Développer une technique chirurgicale d’élévation de la crête médiale de la trochlée fémorale par greffe ostéochondrale autogène asymétrique. Évaluer son efficacité clinique chez 5 chiens (6 grassets).

MÉTHODE

• L’ostéotomie médiale commence en regard de la crête trochléaire fémorale médiale (CTFM) et se termine cranialement à l’insertion des ligaments croisés, avec un angle de 10 à 20°. L’ostéotomie latérale commence au niveau de la crête latérale et rejoint l’ostéotomie médiale caudalement.
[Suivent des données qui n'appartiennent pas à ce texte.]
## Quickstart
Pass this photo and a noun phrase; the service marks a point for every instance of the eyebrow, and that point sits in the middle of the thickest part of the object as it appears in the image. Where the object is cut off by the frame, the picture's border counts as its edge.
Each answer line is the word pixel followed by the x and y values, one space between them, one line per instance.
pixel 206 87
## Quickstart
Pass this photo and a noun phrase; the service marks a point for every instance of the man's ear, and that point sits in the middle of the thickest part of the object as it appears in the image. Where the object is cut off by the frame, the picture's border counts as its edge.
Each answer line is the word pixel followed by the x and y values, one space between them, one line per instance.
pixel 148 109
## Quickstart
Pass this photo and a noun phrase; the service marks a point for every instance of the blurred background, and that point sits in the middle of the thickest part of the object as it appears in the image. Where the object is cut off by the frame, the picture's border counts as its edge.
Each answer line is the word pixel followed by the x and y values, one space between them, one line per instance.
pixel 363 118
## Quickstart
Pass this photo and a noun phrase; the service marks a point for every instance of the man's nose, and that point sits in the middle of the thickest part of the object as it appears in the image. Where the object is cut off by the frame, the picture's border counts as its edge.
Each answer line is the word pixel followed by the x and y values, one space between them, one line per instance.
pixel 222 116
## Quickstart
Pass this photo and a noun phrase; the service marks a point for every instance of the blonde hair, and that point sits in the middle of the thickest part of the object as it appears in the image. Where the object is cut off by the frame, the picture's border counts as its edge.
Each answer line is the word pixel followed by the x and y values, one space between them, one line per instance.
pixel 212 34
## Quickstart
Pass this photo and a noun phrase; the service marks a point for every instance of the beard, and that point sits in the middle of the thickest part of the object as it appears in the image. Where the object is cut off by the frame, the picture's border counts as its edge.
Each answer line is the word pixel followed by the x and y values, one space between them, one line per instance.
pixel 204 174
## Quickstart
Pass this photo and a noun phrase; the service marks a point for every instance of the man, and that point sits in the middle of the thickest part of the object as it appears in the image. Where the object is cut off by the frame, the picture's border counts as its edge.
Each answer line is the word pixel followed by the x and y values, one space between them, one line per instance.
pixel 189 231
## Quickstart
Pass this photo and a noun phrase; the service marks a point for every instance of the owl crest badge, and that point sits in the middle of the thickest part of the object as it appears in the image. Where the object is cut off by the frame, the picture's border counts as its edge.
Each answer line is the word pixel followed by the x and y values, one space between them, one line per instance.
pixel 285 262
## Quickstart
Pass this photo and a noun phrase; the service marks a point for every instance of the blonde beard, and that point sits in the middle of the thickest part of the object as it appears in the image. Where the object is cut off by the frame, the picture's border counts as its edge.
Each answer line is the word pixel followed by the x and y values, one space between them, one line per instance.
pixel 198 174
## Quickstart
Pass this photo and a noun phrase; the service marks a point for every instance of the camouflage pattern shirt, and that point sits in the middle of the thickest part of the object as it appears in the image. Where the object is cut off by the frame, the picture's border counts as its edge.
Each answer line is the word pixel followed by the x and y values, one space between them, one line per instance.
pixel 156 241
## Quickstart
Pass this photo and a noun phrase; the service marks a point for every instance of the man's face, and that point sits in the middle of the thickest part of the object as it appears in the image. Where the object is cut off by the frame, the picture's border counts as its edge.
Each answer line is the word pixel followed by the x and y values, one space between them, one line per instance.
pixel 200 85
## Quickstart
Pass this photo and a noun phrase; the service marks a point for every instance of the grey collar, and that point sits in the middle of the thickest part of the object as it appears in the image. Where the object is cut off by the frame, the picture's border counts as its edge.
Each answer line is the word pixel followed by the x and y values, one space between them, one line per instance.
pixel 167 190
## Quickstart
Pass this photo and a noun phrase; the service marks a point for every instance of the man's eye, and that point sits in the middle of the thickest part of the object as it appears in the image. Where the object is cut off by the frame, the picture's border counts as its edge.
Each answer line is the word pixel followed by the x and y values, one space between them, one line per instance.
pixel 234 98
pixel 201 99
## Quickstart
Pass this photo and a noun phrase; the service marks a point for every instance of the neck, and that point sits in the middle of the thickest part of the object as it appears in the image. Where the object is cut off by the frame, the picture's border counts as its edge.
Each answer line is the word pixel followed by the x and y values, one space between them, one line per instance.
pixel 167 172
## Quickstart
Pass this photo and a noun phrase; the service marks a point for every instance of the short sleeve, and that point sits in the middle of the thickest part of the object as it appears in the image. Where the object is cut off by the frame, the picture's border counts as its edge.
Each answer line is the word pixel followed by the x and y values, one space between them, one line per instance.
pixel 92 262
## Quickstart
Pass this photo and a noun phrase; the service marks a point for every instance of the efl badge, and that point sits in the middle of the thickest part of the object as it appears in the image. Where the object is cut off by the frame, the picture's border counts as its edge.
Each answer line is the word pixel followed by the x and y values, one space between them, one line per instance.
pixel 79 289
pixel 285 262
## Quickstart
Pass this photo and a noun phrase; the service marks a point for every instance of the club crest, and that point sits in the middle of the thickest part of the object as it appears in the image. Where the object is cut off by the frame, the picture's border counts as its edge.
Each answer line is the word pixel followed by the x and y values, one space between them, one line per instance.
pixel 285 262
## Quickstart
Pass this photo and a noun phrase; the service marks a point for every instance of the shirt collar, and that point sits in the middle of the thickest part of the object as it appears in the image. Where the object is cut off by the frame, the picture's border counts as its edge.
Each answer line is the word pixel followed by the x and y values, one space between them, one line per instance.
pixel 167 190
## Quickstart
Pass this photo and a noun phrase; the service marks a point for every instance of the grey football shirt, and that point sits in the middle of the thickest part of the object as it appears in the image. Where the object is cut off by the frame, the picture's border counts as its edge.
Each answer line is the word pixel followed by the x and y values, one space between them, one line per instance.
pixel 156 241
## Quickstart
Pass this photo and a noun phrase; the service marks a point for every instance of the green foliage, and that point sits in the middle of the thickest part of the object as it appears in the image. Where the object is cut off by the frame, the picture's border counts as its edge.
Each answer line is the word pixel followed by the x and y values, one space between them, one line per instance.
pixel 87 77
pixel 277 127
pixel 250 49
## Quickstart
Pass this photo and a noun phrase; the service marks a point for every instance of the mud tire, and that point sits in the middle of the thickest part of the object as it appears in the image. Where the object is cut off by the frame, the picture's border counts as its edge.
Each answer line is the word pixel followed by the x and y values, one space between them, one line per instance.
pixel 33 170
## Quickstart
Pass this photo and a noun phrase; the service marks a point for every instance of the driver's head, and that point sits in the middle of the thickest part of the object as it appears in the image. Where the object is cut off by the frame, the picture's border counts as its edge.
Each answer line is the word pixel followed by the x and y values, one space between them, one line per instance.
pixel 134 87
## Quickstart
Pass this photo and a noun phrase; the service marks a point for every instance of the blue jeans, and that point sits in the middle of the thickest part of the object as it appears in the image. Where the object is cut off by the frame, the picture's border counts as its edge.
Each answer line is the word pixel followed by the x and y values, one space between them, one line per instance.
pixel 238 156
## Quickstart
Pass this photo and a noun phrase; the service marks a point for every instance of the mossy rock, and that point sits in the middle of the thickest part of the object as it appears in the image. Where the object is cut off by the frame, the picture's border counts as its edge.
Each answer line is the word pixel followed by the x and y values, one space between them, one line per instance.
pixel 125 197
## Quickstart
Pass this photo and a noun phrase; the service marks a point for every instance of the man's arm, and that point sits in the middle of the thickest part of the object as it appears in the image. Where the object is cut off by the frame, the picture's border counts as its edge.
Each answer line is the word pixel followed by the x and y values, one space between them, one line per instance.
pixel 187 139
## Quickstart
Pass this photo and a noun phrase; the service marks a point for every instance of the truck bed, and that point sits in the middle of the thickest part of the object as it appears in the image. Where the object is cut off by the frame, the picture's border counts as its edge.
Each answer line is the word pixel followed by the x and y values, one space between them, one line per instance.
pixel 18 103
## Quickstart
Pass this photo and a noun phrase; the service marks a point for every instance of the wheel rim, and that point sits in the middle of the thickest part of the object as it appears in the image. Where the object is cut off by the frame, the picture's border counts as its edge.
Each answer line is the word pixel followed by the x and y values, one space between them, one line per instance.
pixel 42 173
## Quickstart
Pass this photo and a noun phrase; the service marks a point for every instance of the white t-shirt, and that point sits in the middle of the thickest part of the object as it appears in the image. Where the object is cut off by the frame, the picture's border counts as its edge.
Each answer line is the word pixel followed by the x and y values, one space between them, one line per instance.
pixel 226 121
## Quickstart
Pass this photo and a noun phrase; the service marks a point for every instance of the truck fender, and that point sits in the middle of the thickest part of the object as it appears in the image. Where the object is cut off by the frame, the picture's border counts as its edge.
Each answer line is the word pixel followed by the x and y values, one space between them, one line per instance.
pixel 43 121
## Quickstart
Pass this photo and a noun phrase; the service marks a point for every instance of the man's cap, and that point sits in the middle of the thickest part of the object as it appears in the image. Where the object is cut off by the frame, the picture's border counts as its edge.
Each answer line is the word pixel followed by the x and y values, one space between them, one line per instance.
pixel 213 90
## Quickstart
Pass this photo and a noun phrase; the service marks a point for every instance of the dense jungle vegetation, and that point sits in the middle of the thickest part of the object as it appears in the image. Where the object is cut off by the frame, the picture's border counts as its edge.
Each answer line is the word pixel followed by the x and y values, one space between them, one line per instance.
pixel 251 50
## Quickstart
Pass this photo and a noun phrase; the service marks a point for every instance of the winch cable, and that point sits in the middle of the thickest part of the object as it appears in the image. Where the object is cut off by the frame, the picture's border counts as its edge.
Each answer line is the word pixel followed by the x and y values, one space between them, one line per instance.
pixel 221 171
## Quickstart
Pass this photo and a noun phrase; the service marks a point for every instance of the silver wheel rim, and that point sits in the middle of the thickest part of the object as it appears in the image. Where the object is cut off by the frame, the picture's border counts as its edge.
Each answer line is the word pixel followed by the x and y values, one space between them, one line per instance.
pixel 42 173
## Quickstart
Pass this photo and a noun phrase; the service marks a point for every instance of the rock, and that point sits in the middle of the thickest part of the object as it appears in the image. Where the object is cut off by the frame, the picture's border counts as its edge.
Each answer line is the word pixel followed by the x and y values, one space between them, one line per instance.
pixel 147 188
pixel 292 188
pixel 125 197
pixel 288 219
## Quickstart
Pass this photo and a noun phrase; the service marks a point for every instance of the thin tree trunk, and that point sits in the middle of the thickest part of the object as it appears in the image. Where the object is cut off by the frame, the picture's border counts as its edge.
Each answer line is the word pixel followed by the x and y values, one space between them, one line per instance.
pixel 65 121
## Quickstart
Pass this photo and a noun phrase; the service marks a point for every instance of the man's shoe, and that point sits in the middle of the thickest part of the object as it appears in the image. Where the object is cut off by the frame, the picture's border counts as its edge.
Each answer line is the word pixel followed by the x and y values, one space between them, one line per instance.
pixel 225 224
La hauteur voulue de la CTFM correspond à la moitié de la hauteur de la patelle.

• Une fois l’ostéotomie réalisée, la pièce ostéochondrale est pivotée de 180° de manière que la portion distale de la trochlée soit placée proximalement. La géométrie de l’ostéotomie permet d’obtenir une élévation de la CTFM. La greffe ostéochondrale est stabilisée avec une broche placée latéro-médialement dans les condyles fémoraux.

• Cinq chiens avec une luxation médiale de la patelle de grade 3 sont inclus. Une hypoplasie de la crête médiale de la trochlée fémorale est identifiée radiographiquement. Le degré subjectif de boiterie, la circonférence de la cuisse et le grade de luxation de la patelle sont évalués à court, moyen et long termes.

RÉSULTATS

Aucune complication opératoire n’est rapportée. À 3 et 6 mois après l’intervention chirurgicale, 50 % des grassets étaient indemnes de luxation, les 50 % restants présentant une luxation de grade 1. Aucune luxation n’est observée à 1 et à 2 ans. Le score de boiterie est statistiquement plus faible à 3 et à 6 mois, et la circonférence de la cuisse est plus importante. Aucune boiterie n’est relevée à 1 et à 2 ans. Un scanner chez 2 chiens a confirmé l’élévation de la CTFM et le bon positionnement de la patelle.